這女子將劉晉元扶到床榻上,隨後將地上的碗撿了起來,又去桌邊拿起自己端來的碗,隨後坐在床邊,一口一口喂劉晉元吃藥。
那女子喂完藥後,便道:“不知相公您身體可好些?”
“舒坦些了。”
見劉晉元如此說,這絕色美人忽然笑了出來,更是是絕豔。
“我這病已經得了這麼長時間了,並且時好時壞,這病是否真能好個徹底?”劉晉元憂心忡忡。這絕色女子見相公如此發問,便輕搖螓首,微微道:
“相公,您不用擔心,隻要您堅持吃藥,這病總會好的。

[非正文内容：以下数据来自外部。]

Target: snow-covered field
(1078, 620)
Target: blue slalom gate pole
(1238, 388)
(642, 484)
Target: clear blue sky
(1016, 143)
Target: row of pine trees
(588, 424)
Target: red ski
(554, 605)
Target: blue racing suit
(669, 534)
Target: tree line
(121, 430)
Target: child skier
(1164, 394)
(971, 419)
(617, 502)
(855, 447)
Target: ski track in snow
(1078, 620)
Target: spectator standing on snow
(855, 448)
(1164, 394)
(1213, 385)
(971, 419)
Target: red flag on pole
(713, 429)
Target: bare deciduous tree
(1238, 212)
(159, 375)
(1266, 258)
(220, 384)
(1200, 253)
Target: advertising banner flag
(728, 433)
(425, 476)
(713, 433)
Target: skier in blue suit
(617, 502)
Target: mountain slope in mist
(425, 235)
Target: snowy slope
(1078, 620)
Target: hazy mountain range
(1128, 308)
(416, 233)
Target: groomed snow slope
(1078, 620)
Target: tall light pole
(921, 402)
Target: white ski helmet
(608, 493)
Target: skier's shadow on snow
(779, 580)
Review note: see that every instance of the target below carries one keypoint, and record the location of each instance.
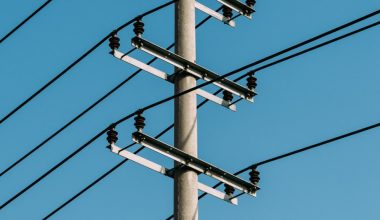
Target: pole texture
(185, 116)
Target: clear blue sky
(322, 94)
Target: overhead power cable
(97, 180)
(24, 21)
(166, 100)
(80, 59)
(155, 104)
(62, 162)
(88, 109)
(301, 150)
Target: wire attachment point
(227, 12)
(139, 27)
(252, 81)
(227, 96)
(250, 3)
(139, 121)
(254, 177)
(229, 190)
(112, 135)
(114, 41)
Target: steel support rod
(185, 117)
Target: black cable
(80, 59)
(309, 147)
(24, 21)
(167, 99)
(300, 151)
(72, 155)
(100, 178)
(58, 165)
(372, 14)
(108, 172)
(90, 107)
(155, 104)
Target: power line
(155, 104)
(100, 178)
(166, 100)
(80, 59)
(310, 147)
(24, 21)
(112, 169)
(89, 108)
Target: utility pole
(185, 117)
(187, 165)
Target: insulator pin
(250, 3)
(112, 135)
(254, 177)
(227, 12)
(227, 96)
(251, 82)
(139, 27)
(114, 42)
(139, 122)
(229, 190)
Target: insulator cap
(139, 27)
(250, 3)
(227, 12)
(112, 135)
(251, 82)
(114, 42)
(229, 190)
(139, 122)
(227, 96)
(254, 177)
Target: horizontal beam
(194, 163)
(160, 74)
(238, 6)
(214, 14)
(161, 169)
(192, 68)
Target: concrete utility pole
(185, 117)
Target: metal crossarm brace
(214, 14)
(194, 163)
(163, 170)
(160, 74)
(238, 6)
(192, 68)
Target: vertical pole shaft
(185, 117)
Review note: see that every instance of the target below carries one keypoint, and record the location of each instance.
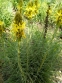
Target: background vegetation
(40, 52)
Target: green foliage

”
林月如這時也走到了床邊,對劉晉元道:“表哥,我來看你了。”
劉晉元見到林月如喜出望外:“如妹······你終於肯來看我啦!”
“嗯,李大哥也來了呢!”林月如說著便拉著司徒明空的手將他往床邊拽了幾步。
這劉晉元原本見到林月如時滿臉興奮之情,好像剛才那病態早已不存。不過在此時看到了司徒明空,登時喜色全無,一張臉又陰暗了下來。

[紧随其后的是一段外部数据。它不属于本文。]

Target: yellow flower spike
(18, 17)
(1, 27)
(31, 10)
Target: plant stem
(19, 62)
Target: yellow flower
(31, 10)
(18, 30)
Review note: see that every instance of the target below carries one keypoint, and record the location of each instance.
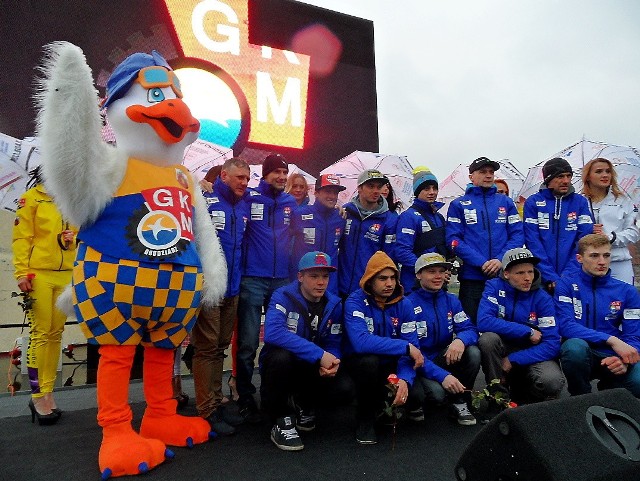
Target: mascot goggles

“表哥,這位嫂嫂好漂亮呢!”林月如溫言道,“你運氣真好呢,討到這麼個媳婦兒。”林月如對劉晉元說罷,便又扭臉,看著這絕色女子,道,“不知嫂嫂叫什麼名字呀?”
絕色女子微微退了一小步,隨後回答道:“奴家名叫彩依。”
司徒明空這時道:“嗯!”司徒明空將這“嗯”一字拖長了音,隨後又接著道,“好名字呀,彩者,豔也,依者,順也,從這便可看出嫂子你是十分溫柔美麗而且也順從自己丈夫。”司徒明空對眼前之女讚不絕口。沒等一會兒,司徒明空又道:“在下李逍遙,這位是林月如,我們來給嫂嫂行禮了。”

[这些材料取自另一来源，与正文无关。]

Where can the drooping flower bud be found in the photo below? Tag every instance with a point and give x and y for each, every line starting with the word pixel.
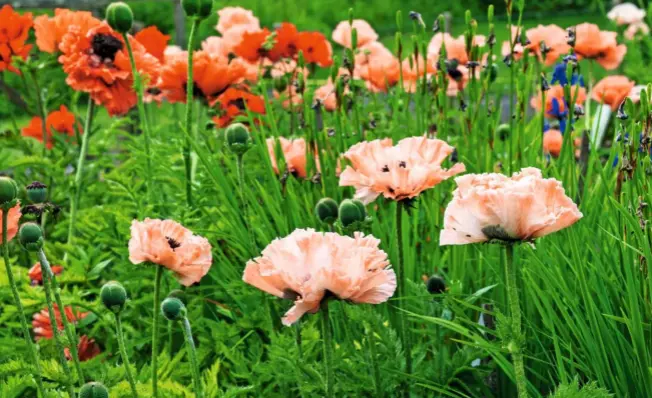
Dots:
pixel 37 192
pixel 326 210
pixel 31 237
pixel 173 309
pixel 93 390
pixel 120 17
pixel 114 296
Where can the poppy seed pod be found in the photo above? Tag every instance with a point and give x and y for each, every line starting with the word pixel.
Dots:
pixel 114 296
pixel 120 17
pixel 326 210
pixel 173 309
pixel 37 192
pixel 8 192
pixel 197 8
pixel 31 236
pixel 93 390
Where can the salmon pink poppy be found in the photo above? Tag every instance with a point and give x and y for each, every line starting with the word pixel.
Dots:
pixel 397 172
pixel 488 207
pixel 169 244
pixel 309 267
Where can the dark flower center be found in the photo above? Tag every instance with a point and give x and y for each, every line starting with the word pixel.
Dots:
pixel 106 46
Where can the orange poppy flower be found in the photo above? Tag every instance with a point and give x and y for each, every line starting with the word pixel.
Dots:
pixel 316 48
pixel 61 121
pixel 50 31
pixel 14 30
pixel 235 102
pixel 154 41
pixel 211 76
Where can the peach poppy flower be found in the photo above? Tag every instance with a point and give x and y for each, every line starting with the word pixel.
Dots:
pixel 87 349
pixel 592 43
pixel 14 31
pixel 169 244
pixel 397 172
pixel 342 33
pixel 493 206
pixel 50 30
pixel 612 90
pixel 230 17
pixel 13 217
pixel 61 121
pixel 43 327
pixel 36 274
pixel 626 14
pixel 309 267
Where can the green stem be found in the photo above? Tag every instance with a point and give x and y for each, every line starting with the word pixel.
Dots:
pixel 125 357
pixel 192 353
pixel 19 306
pixel 68 327
pixel 157 299
pixel 517 335
pixel 76 194
pixel 328 347
pixel 189 103
pixel 142 116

說著,司徒明空便拉著林月如跟彩依行了一禮。這時,那彩依道:“二位無需如此。”
司徒明空與林月如施完禮便起來了。這時司徒明空問道:“這劉大哥得了什麼病,嫂子你精通醫道,你便給我們說說。”
“小女子隻是懂得一些偏方,怎敢說通醫理呢!”彩依柔聲謙遜道。
“無數大夫都給我看過了,就連宮內禦醫也都來過,卻是連什麼病都察覺不出,唉,也隻有彩依的方子能讓我稍稍恢複那麼點兒精氣神!”劉晉元無奈地說道。
“嫂嫂不知是哪裏人?”
“我家在蘇州府。”
林月如這時稍有疑問:“那我為何不曾見過你呢?”
彩依低聲回道:“我隻是百姓,而您卻是名門淑媛,小女子怎有榮幸見到你呢!”
司徒明空這一會兒卻隻是閉口不語。這時那彩依道:“相公身子還有些不適,實在是抱歉,二位能不能先出去,等改日再聊?”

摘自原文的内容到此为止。